Aug 25th 2021

Intuitive intelligence: Has leadership lost the human touch?

Science has been our guiding light through COVID-19, helping us to form the corporate policy and protocol that’s driving our recovery.

In the interim, digital transformation has accelerated, further embedding Artificial Intelligence (AI), Machine Learning (ML) and other data-driven technologies into the business decision-making process.

But as we increasingly rely on metrics to make progress, are we neglecting the power of the human touch?

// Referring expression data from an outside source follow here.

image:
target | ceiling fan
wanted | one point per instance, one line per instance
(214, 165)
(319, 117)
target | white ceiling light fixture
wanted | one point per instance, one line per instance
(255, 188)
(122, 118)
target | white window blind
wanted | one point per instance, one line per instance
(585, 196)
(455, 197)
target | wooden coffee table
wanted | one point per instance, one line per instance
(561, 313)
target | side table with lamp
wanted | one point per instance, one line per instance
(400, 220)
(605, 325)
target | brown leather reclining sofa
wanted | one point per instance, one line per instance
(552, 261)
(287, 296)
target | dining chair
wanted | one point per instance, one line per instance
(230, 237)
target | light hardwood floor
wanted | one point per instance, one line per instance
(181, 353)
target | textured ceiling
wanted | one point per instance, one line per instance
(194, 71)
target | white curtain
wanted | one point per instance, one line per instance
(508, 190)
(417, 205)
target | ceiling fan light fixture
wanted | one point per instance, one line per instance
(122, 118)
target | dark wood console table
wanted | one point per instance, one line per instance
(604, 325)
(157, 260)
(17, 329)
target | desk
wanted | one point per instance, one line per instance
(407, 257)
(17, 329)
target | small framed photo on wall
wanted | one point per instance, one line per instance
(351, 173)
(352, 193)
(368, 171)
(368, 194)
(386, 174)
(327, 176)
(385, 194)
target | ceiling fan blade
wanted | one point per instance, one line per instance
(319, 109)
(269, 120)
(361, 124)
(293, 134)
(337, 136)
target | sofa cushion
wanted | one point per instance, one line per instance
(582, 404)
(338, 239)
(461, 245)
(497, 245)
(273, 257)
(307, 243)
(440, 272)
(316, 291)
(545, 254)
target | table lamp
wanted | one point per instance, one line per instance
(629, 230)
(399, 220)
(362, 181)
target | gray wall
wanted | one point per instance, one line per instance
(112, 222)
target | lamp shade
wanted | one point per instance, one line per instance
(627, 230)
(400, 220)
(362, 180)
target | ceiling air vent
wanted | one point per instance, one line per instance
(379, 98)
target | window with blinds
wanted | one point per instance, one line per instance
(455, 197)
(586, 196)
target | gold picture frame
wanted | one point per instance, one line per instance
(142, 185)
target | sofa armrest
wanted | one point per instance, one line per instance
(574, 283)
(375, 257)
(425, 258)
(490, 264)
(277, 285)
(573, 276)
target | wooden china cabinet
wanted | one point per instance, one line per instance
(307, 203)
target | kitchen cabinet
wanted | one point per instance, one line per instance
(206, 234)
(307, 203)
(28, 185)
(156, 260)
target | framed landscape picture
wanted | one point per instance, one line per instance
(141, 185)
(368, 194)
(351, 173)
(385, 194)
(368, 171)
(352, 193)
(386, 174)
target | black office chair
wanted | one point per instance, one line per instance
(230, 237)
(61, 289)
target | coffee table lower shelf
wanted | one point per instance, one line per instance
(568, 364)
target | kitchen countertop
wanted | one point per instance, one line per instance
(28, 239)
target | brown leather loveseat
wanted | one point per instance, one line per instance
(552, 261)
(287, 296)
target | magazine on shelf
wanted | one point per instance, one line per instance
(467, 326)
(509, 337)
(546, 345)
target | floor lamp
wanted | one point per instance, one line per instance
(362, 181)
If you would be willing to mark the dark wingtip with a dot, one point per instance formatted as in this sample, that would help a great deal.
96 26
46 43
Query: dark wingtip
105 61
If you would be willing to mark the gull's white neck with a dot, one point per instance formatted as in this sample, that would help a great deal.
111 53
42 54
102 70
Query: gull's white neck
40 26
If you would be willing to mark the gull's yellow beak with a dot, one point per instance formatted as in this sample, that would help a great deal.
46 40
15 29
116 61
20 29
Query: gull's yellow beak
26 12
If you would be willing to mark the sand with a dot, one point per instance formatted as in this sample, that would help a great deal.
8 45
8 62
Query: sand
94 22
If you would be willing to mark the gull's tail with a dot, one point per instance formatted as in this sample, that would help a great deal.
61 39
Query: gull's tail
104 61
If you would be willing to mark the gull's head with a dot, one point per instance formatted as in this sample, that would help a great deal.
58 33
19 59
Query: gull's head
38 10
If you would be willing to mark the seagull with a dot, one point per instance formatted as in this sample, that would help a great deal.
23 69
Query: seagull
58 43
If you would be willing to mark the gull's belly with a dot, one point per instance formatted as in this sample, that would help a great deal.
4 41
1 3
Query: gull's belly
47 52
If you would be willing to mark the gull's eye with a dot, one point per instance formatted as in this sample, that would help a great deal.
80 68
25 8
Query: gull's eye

New leadership for a new age

“In times of change, the greatest danger is to act with yesterday’s logic” – Management Consultant, Peter Drucker

New research by Hult International Business School identifies three intelligences – ego, eco, and intuitive – each of which contribute to the choices that senior leadership teams make.

However, in striving for control at a time of unprecedented disruption, ego-intelligence has become the dominant force in the boardroom.

If we are to learn anything from the COVID crisis, it is that we are not in control, despite our best efforts and preparations. Balance must be returned to the business strategy equation.

What healthy progress now demands is a more thoughtful, agile approach that steps away from the prescriptive conventions of the ego.

The value of intuitive intelligence

“The only real valuable thing is intuition” ― Albert Einstein

How many of us would favour using empirical evidence when it comes to making the decisions that matter, even if our gut feeling tells us to move in a different direction? Many experts feel we are losing out when we ignore our intuitive intelligence in this way.

Einstein is just one leader who championed intuition over the conscious mind. Steve Jobs also pinned his success on following his heart: “Don’t let the noise of others’ opinions drown out your inner voice”, the former Apple boss famously said.

How HR can help

Intuitive intelligence brings fresh perspectives that can disrupt the status quo, break through stagnating processes and spark the innovation needed to create a real turning point in the fortunes of any business.

The actionable insights below will help you to encourage ideas, self-expression and develop environments that nurture intuition:

  • Formulate positive and negative reactions to comments that you might hear in a meeting. Phrases to avoid might be: “I don’t think that would work”, whereas “let’s explore this option” would be more encouraging – the type of language that welcomes curiosity.
  • Look for workplace issues, external events, or news items that have guided your thought processes. Having colleagues on the same wavelength will help to forge a mindset that is always alert to “outside-the-box” thinking.
  • Promote outdoor exercise or meditative practices that support physical and mental wellbeing. Beyond strengthening body and mind, healthy behaviours can improve concentration, allowing intuition and foresight to flourish.
  • Set up a forum to allow staff to safely question the choices coming out of the boardroom. Offering non-monetary rewards, such as dinner vouchers or cinema tickets, can help to generate constructive criticism and a supportive attitude to challenging conventional thought.

Forging a culture that values intuition in your business can be achieved with very little restructuring. So, work from the top down to instil inquisitiveness and agility in the minds of your leaders.

Through incremental change, you’ll find this philosophy spreads to become a priority for your people, reinvigorating the organisation at its core to deliver game-changing results.